The question, according to Claude Mandy, is whether data brokers will be able to restrict sales to foreign nationals. Mandy is chief data security evangelist at Symmetry Systems, which helps companies understand where their sensitive data is, how it has been used, and by whom. Answering those questions is more difficult than it seems, he warns.
“Every time we go into an organization we see the challenges they have in controlling the flow of data and understanding what data they have,” he tells ISMS.online.
Mandy also warns that data is regularly sold to third parties who then sell it on themselves, creating a supply chain that is murky at best.
“They don’t know who it’s being sent to. They don’t know who has access to it. And that flow of data from first principles isn’t being tackled,” he says. “With shell companies and foreign ownership, how many layers deep can you go before it becomes untenable to find that final position? And that’s what we are asking them to do with this Executive Order.”

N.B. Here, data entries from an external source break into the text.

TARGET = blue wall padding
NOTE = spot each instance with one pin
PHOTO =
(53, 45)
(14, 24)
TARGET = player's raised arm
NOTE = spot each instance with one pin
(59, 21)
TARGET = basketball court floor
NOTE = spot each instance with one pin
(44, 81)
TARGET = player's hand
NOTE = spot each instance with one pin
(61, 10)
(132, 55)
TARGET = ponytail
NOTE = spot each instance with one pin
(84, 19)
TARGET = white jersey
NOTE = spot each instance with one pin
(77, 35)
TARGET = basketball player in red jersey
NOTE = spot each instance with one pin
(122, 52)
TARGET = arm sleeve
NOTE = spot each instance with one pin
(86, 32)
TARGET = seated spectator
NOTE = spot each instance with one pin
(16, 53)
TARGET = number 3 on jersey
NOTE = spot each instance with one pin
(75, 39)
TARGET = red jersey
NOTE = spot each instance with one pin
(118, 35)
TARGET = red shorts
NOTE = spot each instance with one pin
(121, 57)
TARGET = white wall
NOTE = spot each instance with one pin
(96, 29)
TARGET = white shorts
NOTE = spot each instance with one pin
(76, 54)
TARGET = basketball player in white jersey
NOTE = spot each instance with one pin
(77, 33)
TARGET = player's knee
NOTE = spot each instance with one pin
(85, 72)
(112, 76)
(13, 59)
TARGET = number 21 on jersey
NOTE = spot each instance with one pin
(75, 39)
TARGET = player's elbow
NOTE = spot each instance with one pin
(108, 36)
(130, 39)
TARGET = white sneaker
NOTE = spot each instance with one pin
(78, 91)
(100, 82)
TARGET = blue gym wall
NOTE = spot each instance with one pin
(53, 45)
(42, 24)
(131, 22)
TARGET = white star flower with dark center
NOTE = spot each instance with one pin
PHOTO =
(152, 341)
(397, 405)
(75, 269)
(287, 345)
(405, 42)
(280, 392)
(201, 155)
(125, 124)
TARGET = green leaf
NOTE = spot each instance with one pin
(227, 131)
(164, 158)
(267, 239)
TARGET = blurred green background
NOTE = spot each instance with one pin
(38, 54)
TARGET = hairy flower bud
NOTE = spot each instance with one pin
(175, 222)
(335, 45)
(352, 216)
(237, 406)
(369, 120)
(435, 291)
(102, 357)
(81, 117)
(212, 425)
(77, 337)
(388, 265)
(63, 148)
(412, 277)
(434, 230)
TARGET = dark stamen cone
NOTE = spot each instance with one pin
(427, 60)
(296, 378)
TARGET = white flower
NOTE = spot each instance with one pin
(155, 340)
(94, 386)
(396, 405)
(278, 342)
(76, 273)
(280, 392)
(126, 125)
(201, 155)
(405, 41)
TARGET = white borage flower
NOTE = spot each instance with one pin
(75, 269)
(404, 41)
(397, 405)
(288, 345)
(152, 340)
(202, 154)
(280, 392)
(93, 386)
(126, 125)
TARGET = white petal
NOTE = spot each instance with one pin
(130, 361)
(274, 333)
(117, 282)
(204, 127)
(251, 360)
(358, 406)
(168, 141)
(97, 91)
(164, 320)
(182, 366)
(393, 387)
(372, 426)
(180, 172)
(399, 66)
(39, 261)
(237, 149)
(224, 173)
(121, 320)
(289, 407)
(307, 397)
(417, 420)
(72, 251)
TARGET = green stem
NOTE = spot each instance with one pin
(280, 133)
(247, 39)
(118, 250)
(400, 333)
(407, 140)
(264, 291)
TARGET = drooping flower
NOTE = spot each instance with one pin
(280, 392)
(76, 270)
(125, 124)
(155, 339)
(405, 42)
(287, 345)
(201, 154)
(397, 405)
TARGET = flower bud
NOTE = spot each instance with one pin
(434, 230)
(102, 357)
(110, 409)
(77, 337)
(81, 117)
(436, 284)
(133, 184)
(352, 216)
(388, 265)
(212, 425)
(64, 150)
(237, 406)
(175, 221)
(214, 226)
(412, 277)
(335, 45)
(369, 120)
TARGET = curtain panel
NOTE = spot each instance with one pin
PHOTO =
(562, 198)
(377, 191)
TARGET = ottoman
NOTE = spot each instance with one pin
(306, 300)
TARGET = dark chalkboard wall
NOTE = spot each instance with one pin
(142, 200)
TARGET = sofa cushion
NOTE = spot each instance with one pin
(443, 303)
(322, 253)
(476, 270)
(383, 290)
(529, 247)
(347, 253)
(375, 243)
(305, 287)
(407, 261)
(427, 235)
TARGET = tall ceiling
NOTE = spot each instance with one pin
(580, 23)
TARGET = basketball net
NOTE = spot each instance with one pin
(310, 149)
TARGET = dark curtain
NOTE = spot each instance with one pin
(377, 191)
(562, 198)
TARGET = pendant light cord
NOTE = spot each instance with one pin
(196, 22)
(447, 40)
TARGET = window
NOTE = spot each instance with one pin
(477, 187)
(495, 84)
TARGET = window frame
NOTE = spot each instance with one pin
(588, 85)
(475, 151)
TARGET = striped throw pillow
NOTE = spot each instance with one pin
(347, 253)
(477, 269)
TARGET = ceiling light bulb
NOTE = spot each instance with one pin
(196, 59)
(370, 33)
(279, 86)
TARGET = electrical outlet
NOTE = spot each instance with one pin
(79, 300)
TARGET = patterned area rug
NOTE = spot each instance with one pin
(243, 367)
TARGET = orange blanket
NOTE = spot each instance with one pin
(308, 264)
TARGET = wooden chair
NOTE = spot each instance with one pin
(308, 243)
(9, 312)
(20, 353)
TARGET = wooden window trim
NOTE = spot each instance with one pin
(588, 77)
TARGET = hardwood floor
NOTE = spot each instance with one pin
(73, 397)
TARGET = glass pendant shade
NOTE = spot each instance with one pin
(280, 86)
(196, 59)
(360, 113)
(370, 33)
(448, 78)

Time to Rethink Data Practices
Cobun Zweifel-Keegan, Washington DC managing director at the International Association of Privacy Professionals (IAPP), says that when the government agencies eventually create specific rules, data brokers might need to rethink their data management. That might not be a bad thing, he adds.
“Understanding the context and potential harms of certain data sets is a known challenge that a company should be already taking into account,” he tells ISMS.online.
One Law to Bind Them All?
In the meantime, the federal government continues to press for a broader federal privacy law. The latest proposal is the draft American Privacy Rights Act, which would allow Americans to control what data companies can collect and keep about them, and to prevent their data being transferred to others.
While we wait for that draft discussion to become an actual bill, there are other efforts on the Hill to rein in data brokers. Lawmakers introduced H.R. 7521, the Protecting Americans from Foreign Adversary Controlled Applications Act (publicised as the TikTok ban) and H.R. 7520, the Protecting Americans’ Data from Foreign Adversaries Act of 2024. Like Februrary’s EO, the latter focuses on choking off data brokers’ sale of information to foreign entities.
With both the White House and the House of Representatives eager to tighten pressures on data brokers, companies that focus on selling individuals’ data would be wise to examine their practices.
“Data brokers are certainly on notice that policymakers are concerned about practices involving foreign adversaries and even the sale of data in unfettered ways and in other contexts,” says Zweifel-Keegan. “It’s definitely not a time to rest on your laurels, because this is just one of many moving policy targets that are closing in on data broker practices.”